Drive Charts: The Kansas City Chiefs' Offense
By Chris Section: Campaign 2007
Posted on November 27th, 2007
Number of drives: 10 (Last game: 12)
Average starting field position: 29.5 yard line (Last game: 35 yard line)
Average number of plays per drive: 5.5 (Last game: 5)
Average net yards gained per drive: 29 (Last game: 19.5)
Average drive time: 3:13 (Last game: 2:42 minutes)
Longest drive: 69 yards (Last game: 77 yards)
Time of possesion: 32:13 (Last game: 32:23)
Two different games. Two losses. I'll take the Colts game over Sunday's embarrassment any day of the week. One interesting stat to come out of this week is that Sunday's game was the first time this season that the Kansas City Chiefs had more first downs rushing the ball than passing the ball. The Chiefs had nine first downs via the rush and seven via the pass. We have 119 first downs passing and 45 rushing in 2007.
This loss isn't hard to figure out. One missed field goal by Dave Rayner was the difference in the game and it even affected Herm Edwards' decision making at the end of the game. Herm made the wrong call but I still didn't trust Rayner to make that final kick. Going 3/12 on third downs doesn't help either.

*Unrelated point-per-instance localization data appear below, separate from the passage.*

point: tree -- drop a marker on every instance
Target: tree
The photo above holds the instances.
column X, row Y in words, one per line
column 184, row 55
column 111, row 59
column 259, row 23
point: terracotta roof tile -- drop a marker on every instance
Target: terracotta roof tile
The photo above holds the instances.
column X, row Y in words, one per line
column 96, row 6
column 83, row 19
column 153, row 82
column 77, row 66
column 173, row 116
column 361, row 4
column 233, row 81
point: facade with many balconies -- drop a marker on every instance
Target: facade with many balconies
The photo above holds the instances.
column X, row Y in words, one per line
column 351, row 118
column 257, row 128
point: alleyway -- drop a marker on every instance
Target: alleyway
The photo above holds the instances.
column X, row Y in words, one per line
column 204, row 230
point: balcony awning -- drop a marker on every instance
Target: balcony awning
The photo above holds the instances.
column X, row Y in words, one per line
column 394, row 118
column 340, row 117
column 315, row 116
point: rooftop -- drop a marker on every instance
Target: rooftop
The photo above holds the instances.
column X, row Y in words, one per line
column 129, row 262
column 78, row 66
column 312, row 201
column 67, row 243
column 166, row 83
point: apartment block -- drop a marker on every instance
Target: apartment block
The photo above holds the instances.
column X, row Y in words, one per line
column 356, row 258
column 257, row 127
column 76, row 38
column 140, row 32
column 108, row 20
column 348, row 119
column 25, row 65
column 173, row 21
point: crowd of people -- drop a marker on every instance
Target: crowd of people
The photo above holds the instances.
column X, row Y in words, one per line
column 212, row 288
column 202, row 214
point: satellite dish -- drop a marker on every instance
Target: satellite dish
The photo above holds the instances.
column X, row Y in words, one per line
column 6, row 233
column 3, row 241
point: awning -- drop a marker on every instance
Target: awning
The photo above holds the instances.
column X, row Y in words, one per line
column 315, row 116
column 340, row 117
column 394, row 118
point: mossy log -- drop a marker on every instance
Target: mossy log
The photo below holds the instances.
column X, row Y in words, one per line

Like the Indy game, the Chiefs could not stop the opposing team's offense at the end of the game. The Raiders held the ball for the final 4:22 of the game. The Colts held the ball for 6:56 of the remaining 6:59 of the game to seal it. Our defense, which has been our rock this season, let us down in two consecutive games. Usually, when that happens, you chalk it up to a tired defense. Especially when the defense has held the opposing team in check for most of the game. There really is no excuse for the defense being tired, aside from poor conditioning. The Chiefs held the ball for nearly twice as long as the Raiders did in the fourth quarter.
Is the Chiefs' defense feeling the weight of a losing season?